À la piété, oui, car nous sommes dans la France chrétienne du XIXe siècle, plusieurs décennies avant la loi de septembre 1905. On nous présente un Dieu omniscient, bien sûr, mais surtout un Dieu de compassion, de bienveillance, qui est à l'écoute et dont la présence rassure.

À la fin de l'histoire, Angèle est récompensée de ses efforts et de son abnégation. À son contact, Maurice est devenu un garçon raisonnable, bon et sage, loin du petit démon qui s'amusait à arracher les ailes des papillons et à torturer une couvée d'alouettes. Le livre n'idéalise pas sa transfiguration ; Maurice ne devient pas soudainement un génie, mais au moins est-il apte à évoluer en société.

M. Bressier, heureux, finit ses jours entouré de l'affection de ses deux enfants adoptifs.

extrait : Angèle, de Michel Auvray extrait : Angèle, de Michel Auvray extrait : Angèle, de Michel Auvray

Qu'en conclure ?

C'est un texte qu'on jugerait ampoulé et très fleur-bleue, peut-être même pour l'époque. Mais les valeurs transmises sont belles et intemporelles. Et puis encore, c'est un texte écrit dans un français parfaitement compréhensible, plus de 150 ans plus tard !

Ce qu'il met en relief, c'est que ni le mal ni le bien ne sont totalement innés. S'il est vrai que certains naissent avec une propension au bien quand d'autres inclinent vers le mal, il n'en reste pas moins que nous sommes tous réceptifs à notre milieu, qu'il est par conséquent toujours temps de se redresser, surtout quand on est encore jeune et moralement flexible.

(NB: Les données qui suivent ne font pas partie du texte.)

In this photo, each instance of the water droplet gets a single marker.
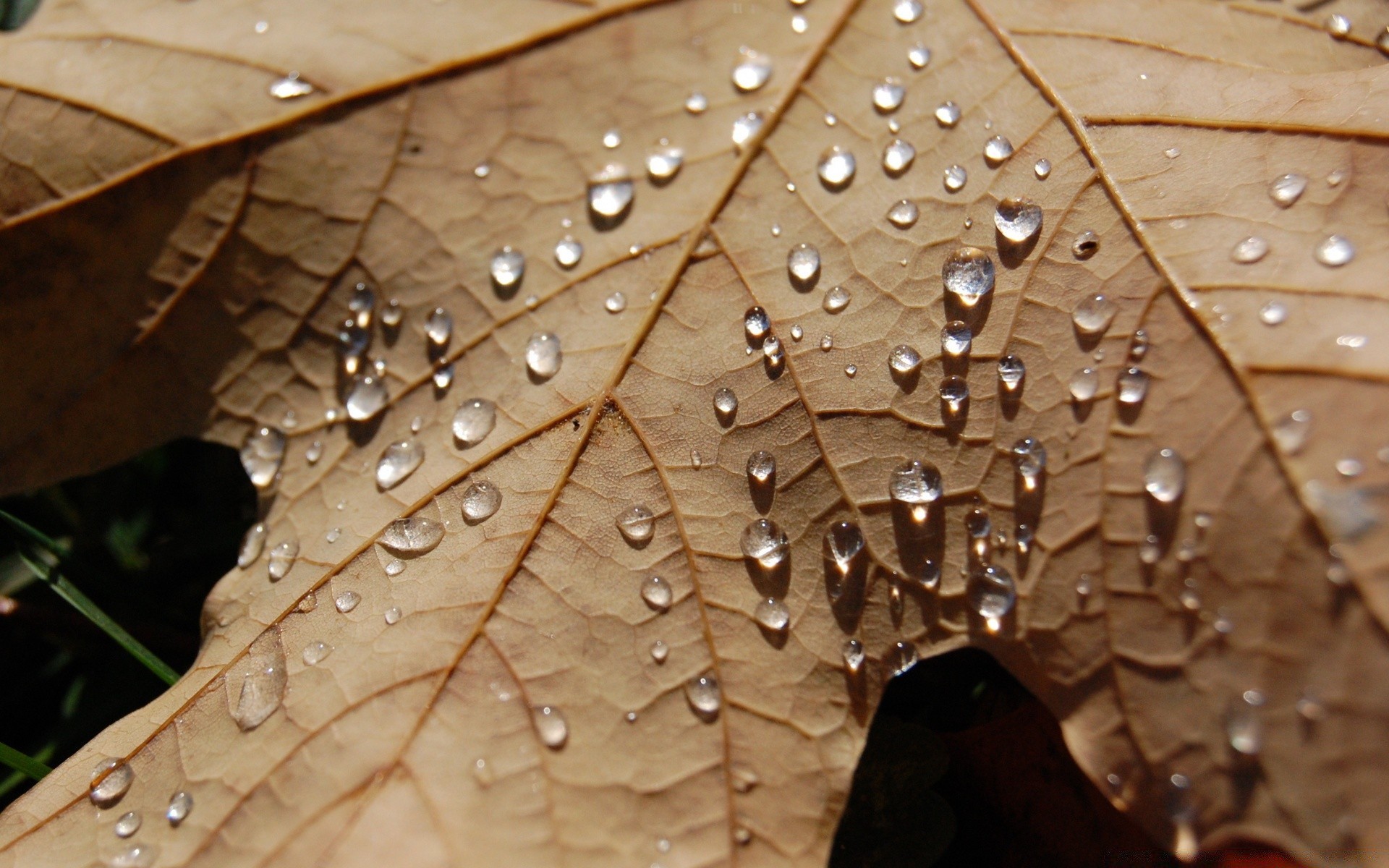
(289, 88)
(415, 535)
(1164, 475)
(903, 658)
(1274, 312)
(398, 461)
(888, 95)
(898, 157)
(610, 192)
(992, 595)
(658, 593)
(771, 614)
(551, 727)
(969, 274)
(569, 252)
(660, 652)
(263, 688)
(179, 807)
(1011, 373)
(1094, 314)
(916, 485)
(765, 543)
(903, 216)
(996, 150)
(752, 69)
(281, 560)
(252, 545)
(481, 502)
(703, 694)
(745, 128)
(365, 399)
(474, 421)
(1085, 244)
(726, 404)
(1019, 218)
(543, 356)
(347, 602)
(110, 781)
(803, 265)
(904, 360)
(664, 161)
(1335, 250)
(263, 451)
(637, 524)
(315, 653)
(836, 169)
(1249, 250)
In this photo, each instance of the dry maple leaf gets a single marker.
(446, 643)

Le bien se doit donc d'être enseigné et donné en exemple, avec cette réserve que notre perception de la moralité évolue génération après génération, et que chaque individu mérite une attention particulière.

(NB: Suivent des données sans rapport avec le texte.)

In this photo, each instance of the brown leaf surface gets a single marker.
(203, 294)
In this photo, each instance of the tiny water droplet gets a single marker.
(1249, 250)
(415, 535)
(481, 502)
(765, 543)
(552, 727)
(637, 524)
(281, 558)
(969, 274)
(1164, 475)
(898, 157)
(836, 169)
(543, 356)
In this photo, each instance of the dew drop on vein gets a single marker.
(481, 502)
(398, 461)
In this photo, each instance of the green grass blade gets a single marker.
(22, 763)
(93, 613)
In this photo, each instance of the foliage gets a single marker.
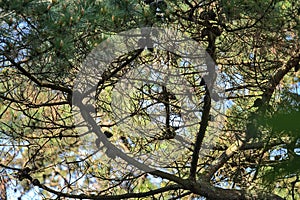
(243, 146)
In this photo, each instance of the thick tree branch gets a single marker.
(273, 82)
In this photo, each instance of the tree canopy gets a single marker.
(149, 99)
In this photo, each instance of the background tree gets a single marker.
(256, 154)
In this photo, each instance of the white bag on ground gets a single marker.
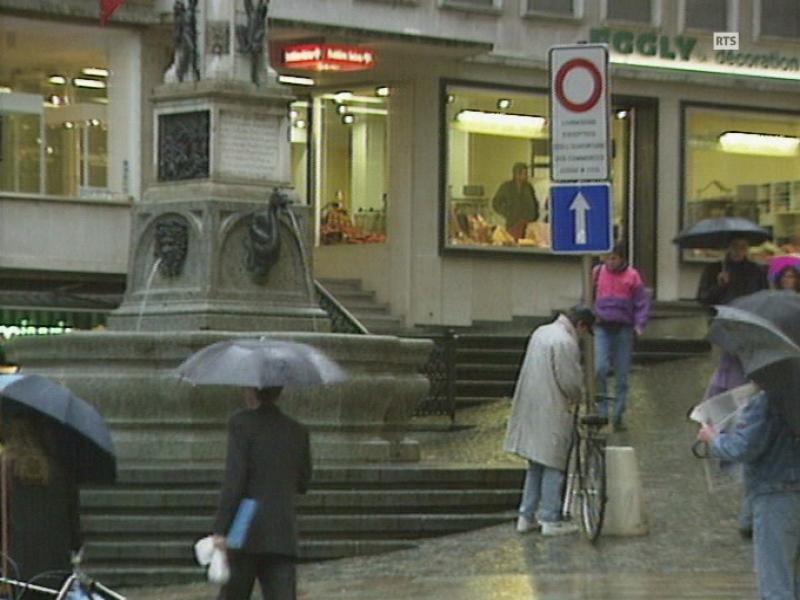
(217, 561)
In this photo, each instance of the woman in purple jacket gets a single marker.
(622, 307)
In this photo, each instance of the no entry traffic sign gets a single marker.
(579, 113)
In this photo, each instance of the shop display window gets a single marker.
(497, 168)
(20, 148)
(351, 165)
(53, 100)
(743, 163)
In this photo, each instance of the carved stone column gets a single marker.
(208, 251)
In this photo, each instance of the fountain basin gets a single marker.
(129, 377)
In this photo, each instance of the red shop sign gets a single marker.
(326, 57)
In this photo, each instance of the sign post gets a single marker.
(581, 211)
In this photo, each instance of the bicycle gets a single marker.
(586, 472)
(76, 586)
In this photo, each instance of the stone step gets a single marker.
(203, 502)
(382, 324)
(360, 526)
(181, 552)
(472, 401)
(346, 296)
(341, 284)
(497, 372)
(489, 388)
(495, 342)
(489, 356)
(366, 310)
(361, 477)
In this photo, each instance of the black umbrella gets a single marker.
(260, 363)
(716, 234)
(96, 461)
(763, 331)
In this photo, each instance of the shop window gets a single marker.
(556, 8)
(780, 18)
(709, 15)
(497, 184)
(300, 119)
(744, 164)
(634, 11)
(21, 143)
(351, 165)
(54, 133)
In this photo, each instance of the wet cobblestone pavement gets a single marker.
(693, 549)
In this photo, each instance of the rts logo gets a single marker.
(726, 40)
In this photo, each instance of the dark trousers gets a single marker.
(275, 574)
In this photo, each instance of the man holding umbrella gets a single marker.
(736, 275)
(763, 331)
(268, 460)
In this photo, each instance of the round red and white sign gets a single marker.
(578, 85)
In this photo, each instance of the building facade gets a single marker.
(409, 116)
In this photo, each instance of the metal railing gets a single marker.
(441, 372)
(440, 369)
(342, 320)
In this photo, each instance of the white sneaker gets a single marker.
(559, 528)
(524, 525)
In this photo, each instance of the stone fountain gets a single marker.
(217, 251)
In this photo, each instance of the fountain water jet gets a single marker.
(207, 263)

Au-delà du livre ► L'exigeance d'autrefois, le renoncement d'aujourd'hui

Tout au long de ce compte-rendu sur Angèle, j'ai inclus plusieurs extraits du livre. Si vous les avez lus, vous avez pu en jauger la qualité. Souvenez-vous que cette littérature de haute volée était destinée... aux enfants. Imaginez-vous le degré d'exigence et de confiance que l'on pouvait avoir pour les jeunes esprits de l'époque, encouragés à l'intelligence et à la bonté ?

Tant par sa prose que par son récit, ce texte serait aujourd'hui inaccessible à 99% des gosses et 90% des adultes. Nous ne sommes pas seulement devenus cyniques, nous sommes devenus bêtes. Nous aurions dû progresser, nous avons régressé.

Pire encore : à de rares exceptions, nos élites aussi sont devenues à chier. Des gens sans racines, sans envergure, sans lettres.

hollande, sarkozy, delogu, ersilia soudais

Et aujourd'hui, on nous rabâche que la langue française serait trop dure, qu'il faudrait tout simplifier — autant dire tout détruire — pour que nos chères têtes blondes — qui ne le sont plus tellement, d'ailleurs — n'aient pas trop de peine à se rentrer les leçons dans la tête.

Paul Guth : lettre ouverte aux futurs illettrés

1980, Paul Guth mettait déjà en garde et publiait sa Lettre ouverte aux futurs illettrés. Le titre parle pour lui-même.

Puisque la République a failli à sa mission, puisque l'Éducation Nationale ne forme pas des citoyens éclairés et autonomes mais des ânes serviles, c'est aux parents d'assurer l'avenir de leurs enfants.

L'héritage, ce ne sont pas seulement les biens, c'est le savoir. La connaissance que l'on acquiert se transmet. Alors transmettez la connaissance, répandez-la, qu'elle germe dans les esprits.

La connaissance et le courage main dans la main feront refluer l'obscurantisme.